I remember my surprise and excitement when I first heard about the “voice of Siri” (. The fact that a real person’s voice was behind the technology made Siri feel more human and authentic (and it’s pretty crazy to see the “Siri voice” being projected by a real person).
But for all the excitement about Siri’s voice, I wonder, who’s behind the ears of Siri?
As anyone who’s ever tried to dictate a coherent note via Siri or do a web search knows, Siri finds speaking much easier than listening.
And don’t we all? If you’ve ever tried to speak a foreign language in a different country, you know that it’s much easier to say, “¿Donde etsa el baño?” than to understand the response you might receive.
As web designers we often talk about “communicating effectively”. This usually translates into working on the speaking part of a site or app. It’s the listening part, the part that works to understand what the user’s trying to accomplish, trying to empathize, that’s the part that often gets ignored.
We love listening apps because they’re so rare. We’re delighted when Google translates an incoherently jumbled “wethrea n mst” into “weather in Amsterdam”. Google’s listening not only to what I’m mumbling, but hearing what I’m trying to say.

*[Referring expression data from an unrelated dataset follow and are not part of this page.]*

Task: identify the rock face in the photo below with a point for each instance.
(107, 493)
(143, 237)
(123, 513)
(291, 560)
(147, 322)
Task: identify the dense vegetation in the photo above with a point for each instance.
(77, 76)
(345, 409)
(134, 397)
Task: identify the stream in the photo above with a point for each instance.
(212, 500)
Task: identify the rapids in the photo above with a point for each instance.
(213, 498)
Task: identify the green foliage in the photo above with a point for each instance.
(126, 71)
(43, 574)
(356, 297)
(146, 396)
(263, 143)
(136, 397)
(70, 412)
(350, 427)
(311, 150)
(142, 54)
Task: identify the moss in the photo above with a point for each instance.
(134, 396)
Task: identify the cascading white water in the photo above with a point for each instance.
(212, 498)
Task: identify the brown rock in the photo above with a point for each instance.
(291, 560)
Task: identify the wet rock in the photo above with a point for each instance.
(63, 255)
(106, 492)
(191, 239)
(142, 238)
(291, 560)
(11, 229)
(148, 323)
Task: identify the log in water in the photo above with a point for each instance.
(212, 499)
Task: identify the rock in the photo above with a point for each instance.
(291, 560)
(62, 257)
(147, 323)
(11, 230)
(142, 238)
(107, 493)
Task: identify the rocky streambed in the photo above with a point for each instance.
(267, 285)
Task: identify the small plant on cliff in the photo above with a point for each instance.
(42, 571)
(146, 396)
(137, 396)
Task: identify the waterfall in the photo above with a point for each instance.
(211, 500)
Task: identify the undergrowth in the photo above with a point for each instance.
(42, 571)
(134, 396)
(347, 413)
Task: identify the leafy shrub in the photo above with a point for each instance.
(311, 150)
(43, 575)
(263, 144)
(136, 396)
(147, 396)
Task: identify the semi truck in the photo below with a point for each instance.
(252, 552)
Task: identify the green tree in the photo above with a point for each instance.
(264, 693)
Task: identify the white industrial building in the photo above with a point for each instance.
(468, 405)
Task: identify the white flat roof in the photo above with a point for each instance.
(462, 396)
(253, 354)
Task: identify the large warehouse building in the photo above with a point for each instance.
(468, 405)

And note, for all the talk about privacy these days, doesn’t the metaphor of “listening” feel so much less creepy than “watching”?
It’s listening that will set your product apart.
Can we make site and apps that not only speak a user’s language, but can listen even better? Can your next product empathize with the user, listen to where they’re trying to go and help them get there faster?
When we can get the listening part right, we’ll have lovable products that create true fans.
Siri, you have a great voice, but sometimes it feels like you’re just not listening.